I struggle to see the logic - or the wisdom - behind what President Trump is doing right now with respect to Israel, Iran, and Ukraine.
Just as I struggle to understand why, in 2025, the U.S. government still refuses to release the names of the men who raped children on Epstein’s island - men they know, men they protect, and men we’re not allowed to talk about.
I’m not an American. I’m a Canadian.
But I’ve come to realize something:
When America betrays its own people, the fallout doesn’t stop at its borders.
Canadians didn’t vote for Trump or Biden. But we live with the consequences of American power - through its wars, its financial systems, its ideologies, and its global entanglements. And what concerns me now is that no one, on either side of the border, is getting what they voted for.
Americans who supported Trump’s “America First” and Canadians who want our own government to finally put Canadian families first - we’re all being ignored.
Instead of fixing our own countries, our governments are fueling foreign wars, meddling in other people’s conflicts, and ignoring the needs of their own citizens.
That’s why I’m writing this. Because I don’t want to be dragged into another war, another lie, or another global agenda that has nothing to do with us - and costs everything.
Weaponizing Identity to Escape Accountability
Regarding Israel, I see two truths that need to be spoken.
First: never fall for the antisemitism trick. You know the one. It goes like this: “If you criticize Israel, you must hate Jews.” This manipulation tries to convince you that a former victim is now somehow authorized to become a victimizer, and if you question it, you’re an evil racist.
It’s a false equivalency. It’s a trap. And I’m encouraged that more people are waking up to it.
Let me be crystal clear:
People who are Jewish should never be held accountable for the actions of a government, just because the government officials are also Jewish. That’s collective guilt. That’s tribalism. That’s racism.
If a white man commits a crime in Canada, should white men in Europe be punished for it? Of course not. Yet this is exactly what the antisemitism trick aims to achieve - it reshapes the conversation from victimizer to victim. It allows war crimes to hide behind historical trauma.
It lets murder hide behind memory.
We must evaluate the actions of all governments - and all militaries - not by their ethnicity, not by their flag, not by their history, but by their actions.

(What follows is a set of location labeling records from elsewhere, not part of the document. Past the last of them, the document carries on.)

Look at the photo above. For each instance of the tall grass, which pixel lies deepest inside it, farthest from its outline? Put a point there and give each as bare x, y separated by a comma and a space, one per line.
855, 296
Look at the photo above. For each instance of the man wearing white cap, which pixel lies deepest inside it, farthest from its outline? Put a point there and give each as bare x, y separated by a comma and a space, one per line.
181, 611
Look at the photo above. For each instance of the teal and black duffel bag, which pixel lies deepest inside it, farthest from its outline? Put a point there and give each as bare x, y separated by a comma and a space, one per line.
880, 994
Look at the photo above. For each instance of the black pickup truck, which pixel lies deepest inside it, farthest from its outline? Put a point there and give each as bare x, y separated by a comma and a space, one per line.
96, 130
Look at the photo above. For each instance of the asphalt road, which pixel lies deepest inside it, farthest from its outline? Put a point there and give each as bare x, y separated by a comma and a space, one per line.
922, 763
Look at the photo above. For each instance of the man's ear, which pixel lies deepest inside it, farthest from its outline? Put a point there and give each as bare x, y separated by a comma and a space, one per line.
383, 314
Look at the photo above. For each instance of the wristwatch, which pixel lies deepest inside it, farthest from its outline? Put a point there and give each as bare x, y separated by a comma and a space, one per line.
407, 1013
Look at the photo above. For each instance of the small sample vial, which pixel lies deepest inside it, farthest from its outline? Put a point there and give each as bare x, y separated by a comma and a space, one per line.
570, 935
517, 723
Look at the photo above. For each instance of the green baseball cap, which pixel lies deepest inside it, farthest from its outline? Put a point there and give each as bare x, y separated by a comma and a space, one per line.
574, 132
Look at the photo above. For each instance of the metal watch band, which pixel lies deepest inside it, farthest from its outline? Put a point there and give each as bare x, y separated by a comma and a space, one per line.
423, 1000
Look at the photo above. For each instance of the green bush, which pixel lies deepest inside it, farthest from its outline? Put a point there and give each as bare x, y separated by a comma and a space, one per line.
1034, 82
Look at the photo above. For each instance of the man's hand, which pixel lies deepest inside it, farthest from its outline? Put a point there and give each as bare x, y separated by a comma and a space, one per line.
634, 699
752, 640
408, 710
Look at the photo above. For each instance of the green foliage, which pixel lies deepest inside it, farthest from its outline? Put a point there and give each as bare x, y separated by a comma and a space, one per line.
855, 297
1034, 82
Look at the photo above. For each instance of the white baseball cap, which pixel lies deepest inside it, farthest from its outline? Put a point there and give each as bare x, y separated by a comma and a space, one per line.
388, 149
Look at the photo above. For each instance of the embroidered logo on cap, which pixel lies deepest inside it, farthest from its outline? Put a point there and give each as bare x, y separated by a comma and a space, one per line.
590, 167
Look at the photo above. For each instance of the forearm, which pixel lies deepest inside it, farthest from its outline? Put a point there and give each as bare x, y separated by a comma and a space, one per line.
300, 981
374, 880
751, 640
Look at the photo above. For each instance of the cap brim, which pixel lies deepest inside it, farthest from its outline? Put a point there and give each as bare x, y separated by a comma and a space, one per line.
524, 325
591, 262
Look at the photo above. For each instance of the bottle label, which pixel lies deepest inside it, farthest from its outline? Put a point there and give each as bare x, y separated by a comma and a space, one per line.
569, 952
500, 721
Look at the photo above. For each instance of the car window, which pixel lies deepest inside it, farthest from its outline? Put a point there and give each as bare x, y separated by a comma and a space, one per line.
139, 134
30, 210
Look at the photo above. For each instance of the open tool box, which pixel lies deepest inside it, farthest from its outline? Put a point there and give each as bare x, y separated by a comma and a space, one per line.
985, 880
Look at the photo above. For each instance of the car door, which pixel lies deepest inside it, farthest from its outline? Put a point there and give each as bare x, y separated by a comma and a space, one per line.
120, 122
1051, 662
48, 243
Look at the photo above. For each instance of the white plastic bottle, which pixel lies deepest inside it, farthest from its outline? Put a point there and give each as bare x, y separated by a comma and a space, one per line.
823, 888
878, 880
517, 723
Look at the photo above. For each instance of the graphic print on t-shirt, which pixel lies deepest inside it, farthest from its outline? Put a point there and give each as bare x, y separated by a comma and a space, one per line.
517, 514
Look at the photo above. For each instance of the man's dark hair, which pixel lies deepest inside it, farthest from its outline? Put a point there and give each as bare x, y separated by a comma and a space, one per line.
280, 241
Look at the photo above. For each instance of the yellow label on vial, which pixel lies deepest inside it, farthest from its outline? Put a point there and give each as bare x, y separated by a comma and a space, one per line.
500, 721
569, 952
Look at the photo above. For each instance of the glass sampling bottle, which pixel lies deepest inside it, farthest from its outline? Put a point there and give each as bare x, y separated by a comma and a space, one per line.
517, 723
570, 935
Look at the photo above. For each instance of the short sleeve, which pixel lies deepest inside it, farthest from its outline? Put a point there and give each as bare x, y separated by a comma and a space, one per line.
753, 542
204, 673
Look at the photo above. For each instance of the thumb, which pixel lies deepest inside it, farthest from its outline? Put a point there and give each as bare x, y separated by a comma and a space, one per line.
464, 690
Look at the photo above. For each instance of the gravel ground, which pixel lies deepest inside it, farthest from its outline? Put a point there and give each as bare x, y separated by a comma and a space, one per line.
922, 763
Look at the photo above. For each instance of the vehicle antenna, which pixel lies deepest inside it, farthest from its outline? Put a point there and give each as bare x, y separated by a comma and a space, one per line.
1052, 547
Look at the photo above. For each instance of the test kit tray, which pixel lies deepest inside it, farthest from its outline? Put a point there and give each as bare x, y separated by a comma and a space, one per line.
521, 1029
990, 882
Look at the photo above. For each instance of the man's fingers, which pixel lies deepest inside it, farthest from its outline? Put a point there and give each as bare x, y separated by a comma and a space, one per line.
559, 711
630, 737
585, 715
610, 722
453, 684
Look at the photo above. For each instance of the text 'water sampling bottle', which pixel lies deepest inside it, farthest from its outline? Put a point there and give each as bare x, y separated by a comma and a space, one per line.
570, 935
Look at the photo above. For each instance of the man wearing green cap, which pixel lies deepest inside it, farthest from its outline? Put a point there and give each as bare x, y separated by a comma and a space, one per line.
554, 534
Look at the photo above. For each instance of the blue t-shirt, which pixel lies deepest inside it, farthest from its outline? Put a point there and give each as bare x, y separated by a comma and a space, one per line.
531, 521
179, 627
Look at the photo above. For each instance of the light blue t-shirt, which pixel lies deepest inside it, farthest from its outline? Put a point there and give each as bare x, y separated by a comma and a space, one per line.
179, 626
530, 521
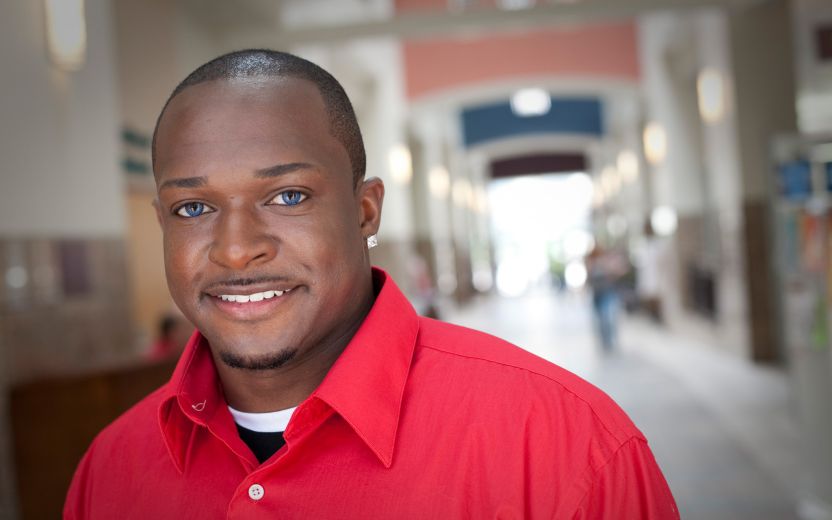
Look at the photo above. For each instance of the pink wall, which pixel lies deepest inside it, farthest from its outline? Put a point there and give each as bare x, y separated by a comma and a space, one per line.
607, 50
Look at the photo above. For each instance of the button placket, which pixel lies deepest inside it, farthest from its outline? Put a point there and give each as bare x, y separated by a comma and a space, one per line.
256, 492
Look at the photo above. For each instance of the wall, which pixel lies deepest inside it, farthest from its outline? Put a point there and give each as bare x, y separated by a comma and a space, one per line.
61, 209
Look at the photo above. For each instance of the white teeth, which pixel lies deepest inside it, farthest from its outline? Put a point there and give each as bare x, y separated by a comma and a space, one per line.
256, 297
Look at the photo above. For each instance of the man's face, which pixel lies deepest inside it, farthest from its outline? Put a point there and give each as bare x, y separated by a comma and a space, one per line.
264, 233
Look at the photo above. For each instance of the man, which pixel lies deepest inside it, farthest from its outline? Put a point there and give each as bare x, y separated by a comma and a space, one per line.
312, 389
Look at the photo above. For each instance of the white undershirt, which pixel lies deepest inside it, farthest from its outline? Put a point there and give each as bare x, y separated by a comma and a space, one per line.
263, 422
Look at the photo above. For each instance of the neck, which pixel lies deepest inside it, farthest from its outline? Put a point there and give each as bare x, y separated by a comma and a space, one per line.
258, 391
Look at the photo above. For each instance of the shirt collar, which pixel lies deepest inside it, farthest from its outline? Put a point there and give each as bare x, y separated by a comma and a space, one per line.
365, 386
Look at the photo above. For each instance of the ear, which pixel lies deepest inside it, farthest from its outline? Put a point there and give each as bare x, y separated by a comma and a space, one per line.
158, 209
370, 198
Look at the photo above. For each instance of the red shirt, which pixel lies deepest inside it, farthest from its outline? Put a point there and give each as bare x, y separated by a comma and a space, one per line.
416, 419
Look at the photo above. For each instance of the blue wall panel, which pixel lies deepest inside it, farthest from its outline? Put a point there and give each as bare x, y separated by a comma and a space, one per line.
567, 115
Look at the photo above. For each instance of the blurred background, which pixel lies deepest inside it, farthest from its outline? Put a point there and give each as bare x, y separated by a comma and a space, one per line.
637, 190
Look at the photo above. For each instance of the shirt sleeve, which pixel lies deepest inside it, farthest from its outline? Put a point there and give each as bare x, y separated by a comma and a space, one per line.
630, 485
77, 498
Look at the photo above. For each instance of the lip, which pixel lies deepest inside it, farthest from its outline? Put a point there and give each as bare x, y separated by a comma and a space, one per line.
249, 311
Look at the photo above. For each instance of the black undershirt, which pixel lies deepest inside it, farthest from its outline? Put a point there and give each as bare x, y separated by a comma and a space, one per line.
262, 444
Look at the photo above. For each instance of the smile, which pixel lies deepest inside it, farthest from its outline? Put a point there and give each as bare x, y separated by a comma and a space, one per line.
255, 297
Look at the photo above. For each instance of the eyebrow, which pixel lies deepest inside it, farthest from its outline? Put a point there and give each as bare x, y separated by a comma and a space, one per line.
282, 169
186, 182
265, 173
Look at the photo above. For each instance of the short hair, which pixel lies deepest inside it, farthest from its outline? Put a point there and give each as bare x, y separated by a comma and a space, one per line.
265, 63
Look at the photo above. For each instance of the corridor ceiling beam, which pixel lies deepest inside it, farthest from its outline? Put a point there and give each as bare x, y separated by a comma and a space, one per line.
444, 23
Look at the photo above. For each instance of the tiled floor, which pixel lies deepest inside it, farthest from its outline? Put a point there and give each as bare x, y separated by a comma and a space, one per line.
721, 428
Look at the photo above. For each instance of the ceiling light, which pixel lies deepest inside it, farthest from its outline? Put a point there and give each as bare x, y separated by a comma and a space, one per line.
531, 102
66, 33
401, 166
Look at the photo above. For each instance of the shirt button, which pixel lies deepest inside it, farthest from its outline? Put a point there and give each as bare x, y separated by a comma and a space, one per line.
255, 492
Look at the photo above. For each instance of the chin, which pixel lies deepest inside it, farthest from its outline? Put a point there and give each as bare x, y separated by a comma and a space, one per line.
254, 362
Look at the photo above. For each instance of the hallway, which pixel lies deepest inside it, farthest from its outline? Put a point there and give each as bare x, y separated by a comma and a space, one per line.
720, 428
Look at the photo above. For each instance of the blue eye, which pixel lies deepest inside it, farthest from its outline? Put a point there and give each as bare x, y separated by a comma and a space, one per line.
192, 209
289, 198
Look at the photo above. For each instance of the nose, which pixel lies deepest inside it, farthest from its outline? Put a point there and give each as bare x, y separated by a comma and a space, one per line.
241, 240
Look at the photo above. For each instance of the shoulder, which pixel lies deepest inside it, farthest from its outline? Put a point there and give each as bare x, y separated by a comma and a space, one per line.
521, 379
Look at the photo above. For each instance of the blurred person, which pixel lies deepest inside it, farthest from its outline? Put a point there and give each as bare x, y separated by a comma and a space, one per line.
649, 261
311, 388
604, 271
174, 332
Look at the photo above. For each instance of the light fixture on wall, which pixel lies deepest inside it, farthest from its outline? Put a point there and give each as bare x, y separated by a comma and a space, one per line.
462, 193
710, 91
401, 165
66, 33
439, 182
530, 102
627, 164
664, 220
655, 143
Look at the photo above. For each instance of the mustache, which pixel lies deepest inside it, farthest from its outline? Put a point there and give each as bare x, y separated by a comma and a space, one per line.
246, 281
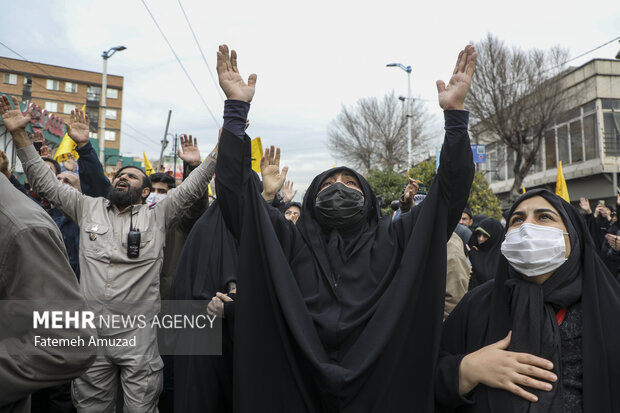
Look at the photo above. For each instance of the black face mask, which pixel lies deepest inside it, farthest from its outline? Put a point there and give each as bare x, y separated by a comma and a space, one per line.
339, 206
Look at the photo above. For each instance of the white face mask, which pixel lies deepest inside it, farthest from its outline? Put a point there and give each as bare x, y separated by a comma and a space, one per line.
534, 249
154, 198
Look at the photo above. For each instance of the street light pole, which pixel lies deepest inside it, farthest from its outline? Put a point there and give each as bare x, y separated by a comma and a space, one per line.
104, 84
409, 108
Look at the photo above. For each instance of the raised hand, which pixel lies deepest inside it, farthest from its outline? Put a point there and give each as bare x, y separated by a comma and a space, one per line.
4, 165
453, 95
38, 137
190, 152
270, 171
288, 192
230, 80
496, 367
13, 119
45, 151
613, 241
410, 191
78, 127
216, 306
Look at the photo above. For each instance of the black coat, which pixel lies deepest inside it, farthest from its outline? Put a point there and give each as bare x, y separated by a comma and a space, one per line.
484, 317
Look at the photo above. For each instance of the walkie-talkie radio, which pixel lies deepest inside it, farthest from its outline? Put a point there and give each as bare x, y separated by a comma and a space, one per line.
133, 238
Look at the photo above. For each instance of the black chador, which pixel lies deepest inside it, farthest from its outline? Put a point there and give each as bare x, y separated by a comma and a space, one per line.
338, 320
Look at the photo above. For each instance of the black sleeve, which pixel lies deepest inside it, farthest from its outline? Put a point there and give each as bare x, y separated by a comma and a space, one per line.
454, 347
195, 211
92, 178
454, 175
233, 169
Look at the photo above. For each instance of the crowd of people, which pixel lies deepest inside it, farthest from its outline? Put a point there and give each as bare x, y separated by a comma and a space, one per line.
338, 308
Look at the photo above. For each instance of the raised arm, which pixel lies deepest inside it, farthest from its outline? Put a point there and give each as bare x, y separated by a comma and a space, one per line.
42, 180
35, 267
233, 169
92, 178
456, 168
181, 199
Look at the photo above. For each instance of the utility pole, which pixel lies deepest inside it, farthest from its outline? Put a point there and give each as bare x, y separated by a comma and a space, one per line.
164, 142
174, 153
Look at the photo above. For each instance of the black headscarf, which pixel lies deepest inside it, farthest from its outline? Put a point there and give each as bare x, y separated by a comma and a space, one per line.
332, 321
477, 220
485, 259
487, 314
209, 261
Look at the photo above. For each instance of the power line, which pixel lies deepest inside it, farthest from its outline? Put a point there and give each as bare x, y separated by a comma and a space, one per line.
204, 59
181, 64
64, 98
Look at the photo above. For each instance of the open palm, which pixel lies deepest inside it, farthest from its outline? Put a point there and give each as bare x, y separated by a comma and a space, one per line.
273, 179
190, 152
453, 95
13, 119
230, 80
78, 127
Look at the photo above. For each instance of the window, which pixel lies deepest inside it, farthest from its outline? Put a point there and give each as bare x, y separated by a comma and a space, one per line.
510, 162
550, 155
10, 78
70, 87
576, 142
111, 93
492, 162
93, 93
110, 114
563, 151
612, 133
613, 104
110, 135
501, 162
589, 107
590, 136
52, 84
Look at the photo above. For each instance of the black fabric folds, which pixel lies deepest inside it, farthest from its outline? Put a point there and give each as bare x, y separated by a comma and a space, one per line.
485, 259
348, 321
486, 315
207, 264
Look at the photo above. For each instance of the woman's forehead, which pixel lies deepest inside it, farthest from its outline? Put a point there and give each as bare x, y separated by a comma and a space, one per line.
341, 174
534, 203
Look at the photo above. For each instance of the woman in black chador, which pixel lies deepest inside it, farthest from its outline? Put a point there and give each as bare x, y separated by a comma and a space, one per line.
485, 253
543, 336
341, 312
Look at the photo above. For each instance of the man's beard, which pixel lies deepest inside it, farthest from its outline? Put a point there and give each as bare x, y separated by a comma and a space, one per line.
123, 198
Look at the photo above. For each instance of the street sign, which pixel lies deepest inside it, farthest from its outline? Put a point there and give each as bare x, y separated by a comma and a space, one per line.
480, 154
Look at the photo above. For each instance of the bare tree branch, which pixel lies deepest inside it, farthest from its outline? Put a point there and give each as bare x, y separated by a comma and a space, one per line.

Because justice - real justice - is blind.
It does not care who you are. It only asks:
Did you do right or did you do wrong?
I Know What Murder Is
I can’t perform the mental gymnastics required to justify what the IDF is doing in Gaza. And I will not allow myself to reach a point where I try.
Because I know the difference between right and wrong.
I don’t need to be convinced that bombing non-combatants, starving children, and trapping families in rubble is somehow acceptable “because of the Holocaust.”
That’s not justice. That’s vengeance wearing a disguise.
And if anyone can stand in front of a camera and say with a straight face that this is a “just war,” I want nothing to do with the ideology they’ve swallowed.
My soul cannot survive the moment I look at a child dying under a collapsed hospital and try to justify it.
That’s the line for me.
And I will not cross it.
Iran, Israel, and the Ghost of Iraq
When I turn my attention to Israel and Iran, I feel like I’ve been dragged back in time.
I hear echoes of Iraq.
Of WMDs that never existed.
Of lies wrapped in flags.
But this time, there wasn’t even a lie. No evidence. No photos. No intelligence dossier. Just:
“Trust us.”
Coming from Washington, that phrase terrifies me more than any missile.
If anything, I would have expected the Trump administration to go out of its way to show overwhelming proof that an assassination of Iran’s leadership was necessary. Instead, the U.S. lured them to a negotiating table and executed them.
That’s not strength. That’s not diplomacy.
That’s deception. And it brings us closer to the unthinkable:
Nuclear war.
And once again, as a Canadian, I’m supposed to stand silently on the sidelines, even though it’s my country that will be forced to pick a side if things spiral. My people who may be drawn into a global conflict we didn’t start, and don’t want.